Title: Kernel SHAP
Version: 0.8.0
Description: Efficient implementation of Kernel SHAP (Lundberg and Lee, 2017, <doi:10.48550/arXiv.1705.07874>) permutation SHAP, and additive SHAP for model interpretability. For Kernel SHAP and permutation SHAP, if the number of features is too large for exact calculations, the algorithms iterate until the SHAP values are sufficiently precise in terms of their standard errors. The package integrates smoothly with meta-learning packages such as 'tidymodels', 'caret' or 'mlr3'. It supports multi-output models, case weights, and parallel computations. Visualizations can be done using the R package 'shapviz'.
License: GPL-2 | GPL-3 [expanded from: GPL (≥ 2)]
Depends: R (≥ 3.2.0)
Encoding: UTF-8
RoxygenNote: 7.3.2
Imports: foreach, MASS, stats, utils
Suggests: doFuture, testthat (≥ 3.0.0)
Config/testthat/edition: 3
URL: https://github.com/ModelOriented/kernelshap
BugReports: https://github.com/ModelOriented/kernelshap/issues
NeedsCompilation: no
Packaged: 2025-07-08 18:26:23 UTC; mayer
Author: Michael Mayer ORCID iD [aut, cre], David Watson ORCID iD [aut], Przemyslaw Biecek ORCID iD [ctb]
Maintainer: Michael Mayer <mayermichael79@gmail.com>
Repository: CRAN
Date/Publication: 2025-07-08 22:00:09 UTC

Additive SHAP

Description

Exact additive SHAP assuming feature independence. The implementation works for models fitted via

Usage

additive_shap(object, X, verbose = TRUE, ...)

Arguments

object

Fitted additive model.

X

Dataframe with rows to be explained. Passed to predict(object, newdata = X, type = "terms").

verbose

Set to FALSE to suppress messages.

...

Currently unused.

Details

The SHAP values are extracted via predict(object, newdata = X, type = "terms"), a logic adopted from fastshap:::explain.lm(..., exact = TRUE). Models with interactions (specified via : or *), or with terms of multiple features like log(x1/x2) are not supported.

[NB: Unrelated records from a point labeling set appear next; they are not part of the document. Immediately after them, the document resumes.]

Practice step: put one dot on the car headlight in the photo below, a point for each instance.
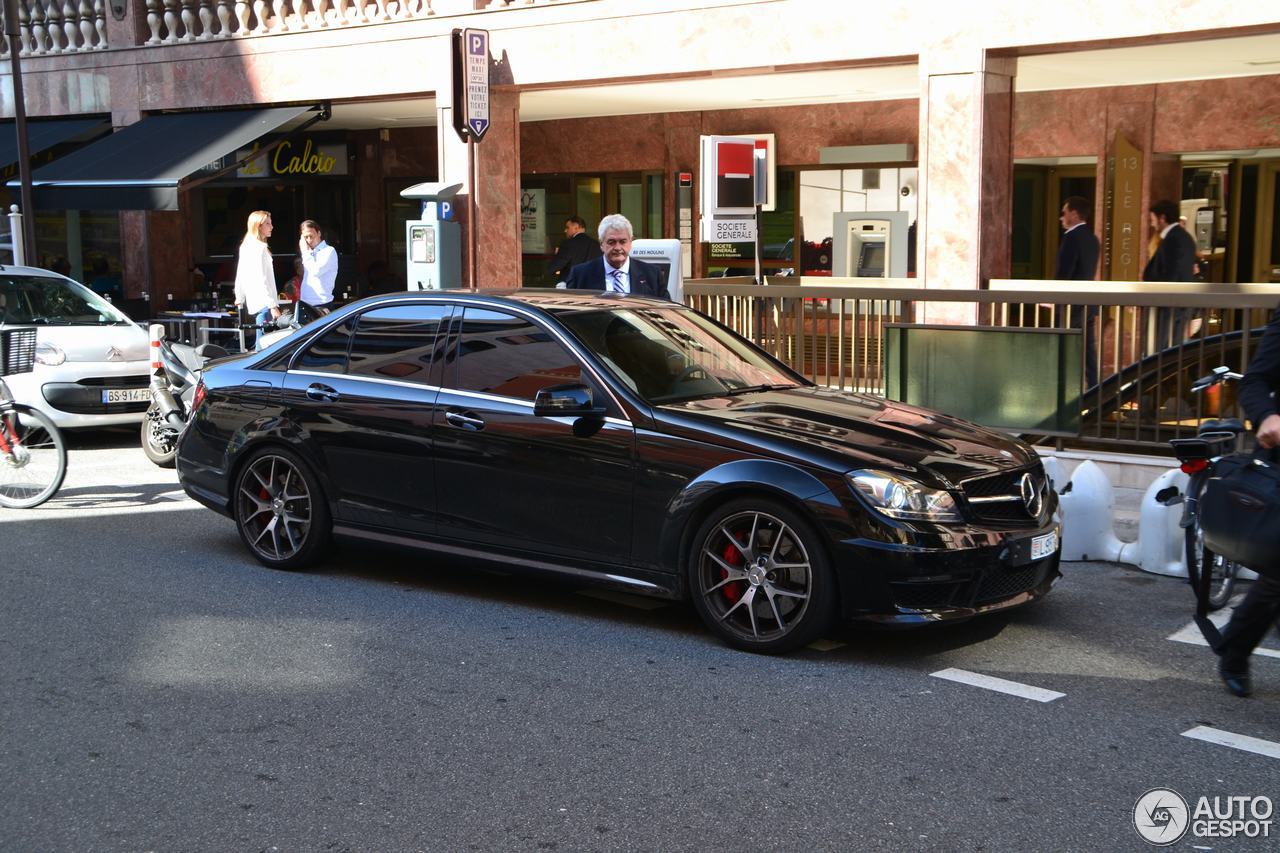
(901, 498)
(50, 355)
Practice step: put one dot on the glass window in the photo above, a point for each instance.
(328, 354)
(397, 342)
(668, 354)
(501, 354)
(54, 301)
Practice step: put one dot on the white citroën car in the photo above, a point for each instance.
(92, 363)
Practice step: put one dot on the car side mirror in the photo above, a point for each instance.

Note that the SHAP values obtained by additive_shap() are expected to match those of permshap() and kernelshap() as long as their background data equals the full training data (which is typically not feasible).

Value

An object of class "kernelshap" with the following components:

Examples

# MODEL ONE: Linear regression
fit <- lm(Sepal.Length ~ ., data = iris)
s <- additive_shap(fit, head(iris))
s

# MODEL TWO: More complicated (but not very clever) formula
fit <- lm(
  Sepal.Length ~ poly(Sepal.Width, 2) + log(Petal.Length) + log(Sepal.Width),
  data = iris
)
s_add <- additive_shap(fit, head(iris))
s_add

# Equals kernelshap()/permshap() when background data is full training data
s_kernel <- kernelshap(
 fit, head(iris[c("Sepal.Width", "Petal.Length")]), bg_X = iris
)
all.equal(s_add$S, s_kernel$S)

Check for kernelshap

Description

Is object of class "kernelshap"?

Usage

is.kernelshap(object)

Arguments

object

An R object.

Value

TRUE if object is of class "kernelshap", and FALSE otherwise.

See Also

kernelshap()

Examples

fit <- lm(Sepal.Length ~ ., data = iris)
s <- kernelshap(fit, iris[1:2, -1], bg_X = iris[, -1])
is.kernelshap(s)
is.kernelshap("a")

Kernel SHAP

Description

Efficient implementation of Kernel SHAP, see Lundberg and Lee (2017), and Covert and Lee (2021), abbreviated by CL21. By default, for up to p=8 features, exact Kernel SHAP values are returned (with respect to the selected background data). Otherwise, an almost exact hybrid algorithm combining exact calculations and iterative paired sampling is used, see Details.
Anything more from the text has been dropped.